D’autres pro­po­si­tions émergent dans le débat public1 : enca­drer le mar­ché des quo­tas de CO2 de façon à évi­ter un prix exces­si­ve­ment bas qui décou­rage l’in­ves­tis­se­ment dans les éner­gies fai­ble­ment car­bo­nées et dans l’ef­fi­ca­ci­té éner­gé­tique ; allé­ger les pro­cé­dures per­met­tant aux gros consom­ma­teurs indus­triels de signer des contrats d’ap­pro­vi­sion­ne­ment en élec­tri­ci­té à long terme, élar­gis­sant ain­si la visi­bi­li­té néces­saire à leurs inves­tis­se­ments en Europe ; éta­blir des garan­ties finan­cières à l’ex­por­ta­tion, afin de pla­cer les four­nis­seurs euro­péens d’é­qui­pe­ments nucléaires sur pied d’é­ga­li­té avec leurs concur­rents, amé­ri­cains, coréens, russes ou japo­nais, qui obtiennent ce sou­tien de leurs pays.

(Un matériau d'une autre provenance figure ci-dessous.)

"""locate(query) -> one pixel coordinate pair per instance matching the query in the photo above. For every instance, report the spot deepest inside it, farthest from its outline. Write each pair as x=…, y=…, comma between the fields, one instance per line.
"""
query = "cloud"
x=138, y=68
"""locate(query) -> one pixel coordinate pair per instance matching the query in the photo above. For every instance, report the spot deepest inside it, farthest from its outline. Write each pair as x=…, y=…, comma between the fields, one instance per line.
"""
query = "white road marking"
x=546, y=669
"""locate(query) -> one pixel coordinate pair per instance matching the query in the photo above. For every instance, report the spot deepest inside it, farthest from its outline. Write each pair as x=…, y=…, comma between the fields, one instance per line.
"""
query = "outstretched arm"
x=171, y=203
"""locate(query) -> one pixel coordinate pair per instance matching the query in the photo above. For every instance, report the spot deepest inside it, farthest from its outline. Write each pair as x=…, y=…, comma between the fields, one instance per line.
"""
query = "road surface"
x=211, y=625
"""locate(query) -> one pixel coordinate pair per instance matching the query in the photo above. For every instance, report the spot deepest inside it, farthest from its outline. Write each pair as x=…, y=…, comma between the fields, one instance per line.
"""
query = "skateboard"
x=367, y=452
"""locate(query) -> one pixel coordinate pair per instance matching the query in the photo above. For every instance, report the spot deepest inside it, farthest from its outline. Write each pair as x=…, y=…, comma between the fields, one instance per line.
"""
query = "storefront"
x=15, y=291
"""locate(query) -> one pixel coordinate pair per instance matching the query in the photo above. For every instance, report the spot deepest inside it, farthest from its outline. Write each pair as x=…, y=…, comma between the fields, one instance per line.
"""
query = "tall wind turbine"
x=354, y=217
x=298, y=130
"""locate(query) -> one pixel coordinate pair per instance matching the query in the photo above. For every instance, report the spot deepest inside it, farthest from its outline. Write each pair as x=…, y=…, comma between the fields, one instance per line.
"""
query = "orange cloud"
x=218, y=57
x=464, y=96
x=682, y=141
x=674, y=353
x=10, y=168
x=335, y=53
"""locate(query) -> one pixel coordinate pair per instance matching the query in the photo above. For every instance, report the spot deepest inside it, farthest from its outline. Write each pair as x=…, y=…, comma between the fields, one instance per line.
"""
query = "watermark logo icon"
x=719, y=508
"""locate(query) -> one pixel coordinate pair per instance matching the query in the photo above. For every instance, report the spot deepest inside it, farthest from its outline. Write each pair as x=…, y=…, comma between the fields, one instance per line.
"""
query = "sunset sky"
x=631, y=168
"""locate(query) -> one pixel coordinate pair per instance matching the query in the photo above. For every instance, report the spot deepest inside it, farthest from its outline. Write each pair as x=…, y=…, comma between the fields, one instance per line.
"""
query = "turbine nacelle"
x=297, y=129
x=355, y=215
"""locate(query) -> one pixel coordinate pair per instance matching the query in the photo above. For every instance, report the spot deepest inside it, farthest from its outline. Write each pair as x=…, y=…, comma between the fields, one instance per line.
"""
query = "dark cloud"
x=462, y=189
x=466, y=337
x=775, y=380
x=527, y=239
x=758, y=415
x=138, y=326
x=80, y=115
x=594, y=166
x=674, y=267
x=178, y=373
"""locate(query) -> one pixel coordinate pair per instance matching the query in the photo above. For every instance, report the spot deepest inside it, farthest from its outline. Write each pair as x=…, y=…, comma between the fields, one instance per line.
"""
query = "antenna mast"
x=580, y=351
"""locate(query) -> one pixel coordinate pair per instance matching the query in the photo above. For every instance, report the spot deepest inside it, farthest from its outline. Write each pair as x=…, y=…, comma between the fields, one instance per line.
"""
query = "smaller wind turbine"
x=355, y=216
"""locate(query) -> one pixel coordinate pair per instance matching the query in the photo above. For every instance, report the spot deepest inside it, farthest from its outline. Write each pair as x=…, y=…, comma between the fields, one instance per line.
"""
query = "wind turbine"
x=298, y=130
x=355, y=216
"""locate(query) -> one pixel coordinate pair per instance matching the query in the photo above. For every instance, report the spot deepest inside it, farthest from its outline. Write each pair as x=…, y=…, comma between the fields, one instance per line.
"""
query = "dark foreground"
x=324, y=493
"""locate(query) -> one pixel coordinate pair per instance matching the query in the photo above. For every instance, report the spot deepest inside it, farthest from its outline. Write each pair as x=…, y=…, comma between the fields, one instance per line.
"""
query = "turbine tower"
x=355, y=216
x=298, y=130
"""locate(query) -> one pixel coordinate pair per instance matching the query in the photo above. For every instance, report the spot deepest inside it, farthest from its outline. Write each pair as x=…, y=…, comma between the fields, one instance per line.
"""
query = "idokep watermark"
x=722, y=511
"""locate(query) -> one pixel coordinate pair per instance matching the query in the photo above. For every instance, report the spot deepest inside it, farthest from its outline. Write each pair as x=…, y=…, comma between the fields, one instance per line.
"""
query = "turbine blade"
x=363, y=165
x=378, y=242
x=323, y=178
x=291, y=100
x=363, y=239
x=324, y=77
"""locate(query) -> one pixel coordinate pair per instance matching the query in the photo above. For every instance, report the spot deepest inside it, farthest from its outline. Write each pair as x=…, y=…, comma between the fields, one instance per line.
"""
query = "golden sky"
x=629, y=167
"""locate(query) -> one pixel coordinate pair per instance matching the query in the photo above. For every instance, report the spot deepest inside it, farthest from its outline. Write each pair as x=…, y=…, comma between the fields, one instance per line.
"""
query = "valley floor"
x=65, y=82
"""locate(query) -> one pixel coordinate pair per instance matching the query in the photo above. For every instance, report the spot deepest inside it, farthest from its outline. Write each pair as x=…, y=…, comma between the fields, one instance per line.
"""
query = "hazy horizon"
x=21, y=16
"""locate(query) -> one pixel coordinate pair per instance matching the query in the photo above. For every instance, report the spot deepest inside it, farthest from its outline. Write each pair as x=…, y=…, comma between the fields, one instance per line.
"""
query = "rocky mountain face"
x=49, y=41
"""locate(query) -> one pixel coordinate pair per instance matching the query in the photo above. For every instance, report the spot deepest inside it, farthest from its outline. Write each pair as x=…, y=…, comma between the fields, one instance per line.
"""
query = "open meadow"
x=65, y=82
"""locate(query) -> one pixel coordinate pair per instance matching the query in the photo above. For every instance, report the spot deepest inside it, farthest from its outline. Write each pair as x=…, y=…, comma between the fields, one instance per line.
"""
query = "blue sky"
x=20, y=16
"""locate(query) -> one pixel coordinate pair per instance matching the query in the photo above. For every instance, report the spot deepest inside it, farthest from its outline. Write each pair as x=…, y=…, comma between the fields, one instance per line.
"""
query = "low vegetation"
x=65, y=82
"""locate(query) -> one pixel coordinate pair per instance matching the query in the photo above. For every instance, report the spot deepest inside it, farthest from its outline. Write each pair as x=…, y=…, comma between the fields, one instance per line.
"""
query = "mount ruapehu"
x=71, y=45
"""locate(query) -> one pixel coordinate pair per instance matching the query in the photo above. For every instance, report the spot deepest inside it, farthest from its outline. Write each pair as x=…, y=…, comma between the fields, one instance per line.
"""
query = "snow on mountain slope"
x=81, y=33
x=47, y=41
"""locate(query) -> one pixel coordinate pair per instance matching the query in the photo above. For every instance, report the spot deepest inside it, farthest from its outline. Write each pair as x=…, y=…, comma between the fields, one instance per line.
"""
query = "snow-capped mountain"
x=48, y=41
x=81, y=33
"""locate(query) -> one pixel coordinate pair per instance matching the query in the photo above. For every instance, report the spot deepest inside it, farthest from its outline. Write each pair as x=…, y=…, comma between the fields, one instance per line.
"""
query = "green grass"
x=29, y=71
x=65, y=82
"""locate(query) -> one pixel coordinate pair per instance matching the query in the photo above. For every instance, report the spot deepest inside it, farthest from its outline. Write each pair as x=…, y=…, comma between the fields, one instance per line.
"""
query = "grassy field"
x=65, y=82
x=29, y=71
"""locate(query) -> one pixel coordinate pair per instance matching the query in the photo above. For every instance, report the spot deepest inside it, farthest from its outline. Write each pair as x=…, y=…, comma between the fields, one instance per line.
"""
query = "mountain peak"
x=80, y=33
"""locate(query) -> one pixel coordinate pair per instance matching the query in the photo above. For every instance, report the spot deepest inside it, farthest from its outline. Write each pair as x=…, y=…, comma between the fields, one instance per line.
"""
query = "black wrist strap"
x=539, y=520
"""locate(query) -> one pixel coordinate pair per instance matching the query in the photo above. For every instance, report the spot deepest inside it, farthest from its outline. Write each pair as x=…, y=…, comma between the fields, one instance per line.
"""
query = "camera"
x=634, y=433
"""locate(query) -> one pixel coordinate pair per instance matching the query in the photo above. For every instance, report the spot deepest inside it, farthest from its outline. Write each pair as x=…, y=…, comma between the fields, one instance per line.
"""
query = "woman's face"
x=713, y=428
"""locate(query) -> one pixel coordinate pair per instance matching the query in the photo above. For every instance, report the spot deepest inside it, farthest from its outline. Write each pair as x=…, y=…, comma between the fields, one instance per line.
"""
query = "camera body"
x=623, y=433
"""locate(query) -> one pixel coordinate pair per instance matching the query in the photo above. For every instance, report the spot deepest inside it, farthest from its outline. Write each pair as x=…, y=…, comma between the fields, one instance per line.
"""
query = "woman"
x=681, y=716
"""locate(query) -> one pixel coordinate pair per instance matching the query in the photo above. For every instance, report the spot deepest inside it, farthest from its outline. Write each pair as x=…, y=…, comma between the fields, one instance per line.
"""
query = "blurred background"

L’adoption d’une direc­tive ren­for­ce­rait sen­si­ble­ment la confiance de l’opinion publique

Valoriser le savoir-faire

Aucune de ces mesures ne consti­tue une intru­sion dans les poli­tiques natio­nales : chaque État reste maître de ses choix éner­gé­tiques. Mais elles visent toutes à réduire le coût de la filière et à valo­ri­ser le savoir-faire d’une indus­trie euro­péenne qui trou­ve­rait ain­si des débou­chés inter­na­tio­naux plus impor­tants. 56 euro­dé­pu­tés ont récem­ment signé une décla­ra­tion conjointe en faveur du nucléaire ; la Com­mis­sion vient de lan­cer le Forum de Prague et Bra­ti­sla­va consa­cré aux échanges sur le sujet ; la der­nière ana­lyse stra­té­gique sur la situa­tion éner­gé­tique euro­péenne remet la sécu­ri­té d’ap­pro­vi­sion­ne­ment au centre des pré­oc­cu­pa­tions. Il ne faut sur­tout pas renon­cer à pro­vo­quer une meilleure accep­ta­bi­li­té de l’éner­gie nucléaire en Europe.

1. Cf. dans L’Option de Confron­ta­tions Europe, n° 24, « La renais­sance du nucléaire – un enjeu pour l’Europe », actes du Col­loque euro­péen des 27 et 28 mars 2008 à Paris, sept. 2008.